Nós ouvimos “meu anjo” no mestrado, do colega que
julga, naturalmente, saber muito mais do que uma mulher. Ouvimos “meu anjo” do
manobrista na garagem, com medo que não saibamos estacionar nosso carro na vaga
sem arrancar o retrovisor do vizinho. Escutamos “meu anjo” quando lidamos com
clientes que não sabem- ou pior, que sabem- o quão agressiva essa forma
carinhosa de tratamento pode ser.
Voltamos, mais uma vez, ao famoso machismo
carinhoso. Que, por se considerar inofensivo, bem humorado ou quase afetuoso,
ultrapassa serenamente as linhas da cordialidade, passando a criar um
desconforto absolutamente evidente para as mulheres que se veem nessas
condições.
É muito mais fácil chamar uma mulher pelo nome.
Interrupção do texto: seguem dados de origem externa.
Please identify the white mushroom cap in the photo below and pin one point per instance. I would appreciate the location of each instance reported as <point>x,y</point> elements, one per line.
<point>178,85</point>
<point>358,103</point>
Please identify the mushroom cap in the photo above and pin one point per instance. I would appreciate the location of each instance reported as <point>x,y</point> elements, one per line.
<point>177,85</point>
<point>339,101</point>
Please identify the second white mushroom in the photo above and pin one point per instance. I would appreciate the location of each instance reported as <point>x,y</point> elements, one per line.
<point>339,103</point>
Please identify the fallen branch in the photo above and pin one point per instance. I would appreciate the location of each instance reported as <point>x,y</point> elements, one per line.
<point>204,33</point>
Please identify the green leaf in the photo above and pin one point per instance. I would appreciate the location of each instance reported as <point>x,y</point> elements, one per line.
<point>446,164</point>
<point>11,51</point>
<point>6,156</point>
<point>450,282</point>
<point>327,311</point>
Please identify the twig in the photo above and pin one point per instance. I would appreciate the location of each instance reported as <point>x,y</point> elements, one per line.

Ou de você. Ou de tu. Ou de senhora. Seja o que for, chamá-la daquilo que é
normal e minimamente aceitável, sem querer criar a sensação de uma proximidade
não autorizada. Reserve seus tratamentos “carinhosos” para quem esteja com
alguma vontade de recebe-los. E garanto que essas pessoas não são mulheres
desconhecidas, sobretudo aquelas que estão nos seus postos de trabalho.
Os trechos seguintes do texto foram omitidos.